You’re Going to Die Alone! Part Two
Happy Vawentine’s Day, fwends. I hope you’ve all got plans to go eat an overpriced dinner at an overhyped restaurant and then have disappointing sex with someone you plan on breaking up with soon anyways. As for me, this has been a period of reflection (and chocolate), and it has made me think of one thing in particular.
When I was in eighth grade, I went through a period of darkness. I wore a lot of black eyeliner, and oversized black shirts supporting Taking Back Sunday and Brand New. I liked wearing unnecessary safety pins on the shoulders of my basically brand new clothes, as I did not truly understand the punk aesthetic. I was a tortured soul, and no one understood me or my dandruff.
But, at home, I still watched Disney movies. I would come home, write in my journal, and watch The Little Mermaid over and over again until I could recite every line of dialogue and imitate every sound effect. I would wear my jelly bracelets and scowl at the pRePpIeS in school, and then come home and ache for someone to crash his boat into me.

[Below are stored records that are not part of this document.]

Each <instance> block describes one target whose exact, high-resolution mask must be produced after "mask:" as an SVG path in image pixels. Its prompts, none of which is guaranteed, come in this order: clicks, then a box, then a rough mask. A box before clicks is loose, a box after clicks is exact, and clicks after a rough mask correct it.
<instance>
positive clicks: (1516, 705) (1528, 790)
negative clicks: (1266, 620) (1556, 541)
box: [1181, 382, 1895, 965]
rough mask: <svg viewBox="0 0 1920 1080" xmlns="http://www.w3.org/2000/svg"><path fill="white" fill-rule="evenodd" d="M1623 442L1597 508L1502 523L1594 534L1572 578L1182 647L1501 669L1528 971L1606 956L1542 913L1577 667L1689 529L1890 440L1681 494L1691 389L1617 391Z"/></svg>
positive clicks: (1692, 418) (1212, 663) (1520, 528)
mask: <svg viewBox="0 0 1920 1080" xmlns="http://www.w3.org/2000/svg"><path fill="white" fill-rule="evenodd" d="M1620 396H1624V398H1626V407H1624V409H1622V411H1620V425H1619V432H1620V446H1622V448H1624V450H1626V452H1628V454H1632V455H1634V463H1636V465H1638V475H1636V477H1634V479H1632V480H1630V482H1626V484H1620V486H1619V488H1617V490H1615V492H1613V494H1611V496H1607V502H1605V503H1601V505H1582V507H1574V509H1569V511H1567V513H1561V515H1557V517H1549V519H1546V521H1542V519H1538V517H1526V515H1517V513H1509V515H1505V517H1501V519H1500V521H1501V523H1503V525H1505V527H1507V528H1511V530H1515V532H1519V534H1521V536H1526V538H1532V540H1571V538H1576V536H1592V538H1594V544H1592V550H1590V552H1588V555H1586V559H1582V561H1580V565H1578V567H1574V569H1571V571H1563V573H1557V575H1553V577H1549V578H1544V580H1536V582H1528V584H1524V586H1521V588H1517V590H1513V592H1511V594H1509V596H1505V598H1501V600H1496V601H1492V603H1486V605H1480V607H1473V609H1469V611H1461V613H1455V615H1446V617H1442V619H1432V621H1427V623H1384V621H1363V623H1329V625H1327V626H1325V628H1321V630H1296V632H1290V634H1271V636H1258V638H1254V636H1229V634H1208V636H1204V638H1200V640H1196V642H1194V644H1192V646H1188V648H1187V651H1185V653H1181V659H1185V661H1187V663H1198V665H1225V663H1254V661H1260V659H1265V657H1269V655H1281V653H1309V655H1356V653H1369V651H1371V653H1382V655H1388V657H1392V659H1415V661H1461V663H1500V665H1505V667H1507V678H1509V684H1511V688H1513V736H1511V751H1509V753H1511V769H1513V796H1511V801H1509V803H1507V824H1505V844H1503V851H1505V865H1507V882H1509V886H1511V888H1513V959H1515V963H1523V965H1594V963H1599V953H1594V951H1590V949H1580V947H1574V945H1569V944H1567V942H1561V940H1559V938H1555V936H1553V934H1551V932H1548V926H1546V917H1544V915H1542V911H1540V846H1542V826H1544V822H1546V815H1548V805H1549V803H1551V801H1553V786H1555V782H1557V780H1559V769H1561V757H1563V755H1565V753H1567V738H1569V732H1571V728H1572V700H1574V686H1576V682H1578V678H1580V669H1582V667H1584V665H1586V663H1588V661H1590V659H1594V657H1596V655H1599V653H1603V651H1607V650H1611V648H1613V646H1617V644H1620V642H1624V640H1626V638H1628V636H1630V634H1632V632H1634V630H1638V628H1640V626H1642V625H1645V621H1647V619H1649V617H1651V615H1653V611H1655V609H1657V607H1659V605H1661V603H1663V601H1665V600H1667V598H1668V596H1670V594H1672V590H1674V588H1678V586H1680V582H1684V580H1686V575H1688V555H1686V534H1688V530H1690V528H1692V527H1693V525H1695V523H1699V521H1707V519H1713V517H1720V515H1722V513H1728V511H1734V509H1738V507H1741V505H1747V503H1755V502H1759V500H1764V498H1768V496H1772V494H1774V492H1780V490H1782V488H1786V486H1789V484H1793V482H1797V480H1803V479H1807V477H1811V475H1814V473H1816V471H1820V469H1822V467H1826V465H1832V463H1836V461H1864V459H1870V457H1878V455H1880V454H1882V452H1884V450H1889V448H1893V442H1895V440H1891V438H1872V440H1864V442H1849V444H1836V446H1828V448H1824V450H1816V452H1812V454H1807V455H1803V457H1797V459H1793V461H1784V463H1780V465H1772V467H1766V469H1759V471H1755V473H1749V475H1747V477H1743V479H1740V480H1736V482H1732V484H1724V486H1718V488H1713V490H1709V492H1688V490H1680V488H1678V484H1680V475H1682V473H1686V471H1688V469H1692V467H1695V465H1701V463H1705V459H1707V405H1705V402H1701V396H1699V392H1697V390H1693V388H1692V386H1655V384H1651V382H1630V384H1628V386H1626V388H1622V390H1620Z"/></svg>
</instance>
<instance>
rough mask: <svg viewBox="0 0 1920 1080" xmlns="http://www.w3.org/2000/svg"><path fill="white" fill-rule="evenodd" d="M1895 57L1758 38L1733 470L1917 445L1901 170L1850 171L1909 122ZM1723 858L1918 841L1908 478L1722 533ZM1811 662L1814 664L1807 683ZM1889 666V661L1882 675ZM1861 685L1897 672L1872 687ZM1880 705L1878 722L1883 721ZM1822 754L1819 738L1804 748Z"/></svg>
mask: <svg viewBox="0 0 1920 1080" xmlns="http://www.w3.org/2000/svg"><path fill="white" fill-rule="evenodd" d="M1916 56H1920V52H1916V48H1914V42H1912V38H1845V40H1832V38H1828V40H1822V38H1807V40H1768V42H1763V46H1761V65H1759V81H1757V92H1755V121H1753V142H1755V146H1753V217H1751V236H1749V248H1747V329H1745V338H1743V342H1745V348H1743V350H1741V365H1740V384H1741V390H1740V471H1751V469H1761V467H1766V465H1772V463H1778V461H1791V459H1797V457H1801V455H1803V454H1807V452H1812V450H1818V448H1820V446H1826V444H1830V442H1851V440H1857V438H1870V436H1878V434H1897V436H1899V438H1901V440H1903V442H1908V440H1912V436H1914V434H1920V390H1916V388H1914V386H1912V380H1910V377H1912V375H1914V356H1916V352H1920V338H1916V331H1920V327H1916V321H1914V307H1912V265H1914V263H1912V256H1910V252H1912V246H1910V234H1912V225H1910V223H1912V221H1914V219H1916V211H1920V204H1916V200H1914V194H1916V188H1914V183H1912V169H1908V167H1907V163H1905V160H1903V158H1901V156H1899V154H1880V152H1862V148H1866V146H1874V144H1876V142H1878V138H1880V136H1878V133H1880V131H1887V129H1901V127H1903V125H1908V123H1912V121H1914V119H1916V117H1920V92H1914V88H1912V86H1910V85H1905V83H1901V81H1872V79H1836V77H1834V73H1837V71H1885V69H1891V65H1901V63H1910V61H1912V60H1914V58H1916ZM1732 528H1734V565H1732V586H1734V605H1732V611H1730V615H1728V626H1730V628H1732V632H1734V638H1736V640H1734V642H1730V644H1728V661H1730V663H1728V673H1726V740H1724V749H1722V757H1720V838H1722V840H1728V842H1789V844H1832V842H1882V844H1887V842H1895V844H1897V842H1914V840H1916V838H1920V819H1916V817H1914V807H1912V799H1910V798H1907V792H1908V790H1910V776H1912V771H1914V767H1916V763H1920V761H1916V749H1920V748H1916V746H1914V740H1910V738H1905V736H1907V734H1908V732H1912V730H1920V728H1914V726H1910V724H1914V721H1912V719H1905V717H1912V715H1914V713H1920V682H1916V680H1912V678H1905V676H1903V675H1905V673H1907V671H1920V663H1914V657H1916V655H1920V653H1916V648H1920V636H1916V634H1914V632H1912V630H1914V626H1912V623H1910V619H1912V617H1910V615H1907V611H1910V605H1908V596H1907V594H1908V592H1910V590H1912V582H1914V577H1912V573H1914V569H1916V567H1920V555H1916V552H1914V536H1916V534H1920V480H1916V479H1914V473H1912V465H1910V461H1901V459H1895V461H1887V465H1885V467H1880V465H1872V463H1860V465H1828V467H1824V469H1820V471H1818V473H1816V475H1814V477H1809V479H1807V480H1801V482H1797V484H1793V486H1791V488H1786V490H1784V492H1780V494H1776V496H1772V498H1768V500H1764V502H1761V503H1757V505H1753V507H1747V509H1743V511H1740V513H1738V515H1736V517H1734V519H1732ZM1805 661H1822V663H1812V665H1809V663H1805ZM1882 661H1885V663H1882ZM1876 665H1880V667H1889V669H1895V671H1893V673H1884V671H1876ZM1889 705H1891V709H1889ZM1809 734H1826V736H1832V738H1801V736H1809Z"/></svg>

What’s your point, Lisa? That you have no friends?
Well, I don’t, but no. That’s not my point. My point is this: I am ruined forever. Dark soul listening to Nine Inch Nails or little dork listening to Britney Spears, I don’t understand what is normal when it comes to love. (As I made very clear in my post earlier in the week.) What is acceptable? What should make me run the other way?
I cannot date without breaking into a cold sweat over whether this guy is a serial killer or a creepy-but-sweet dating prospect. As it is Valentine’s Day, I will celebrate by chewing on dry, chalky hearts and giving you a run-down of my dating expectations and how they’ve evolved over the last ten years.
See, the thing about being ~dArK~ when you’re thirteen is that the world is still full of possibilities. I just knew that my punxrawker prince was out there, writing a Harry Potter fanfiction piece where I was the Mary Sue. And now? A lady is lucky to find a guy with all of his teeth. HAPPY FEBRUARY FOURTEENTH, FUCKERS!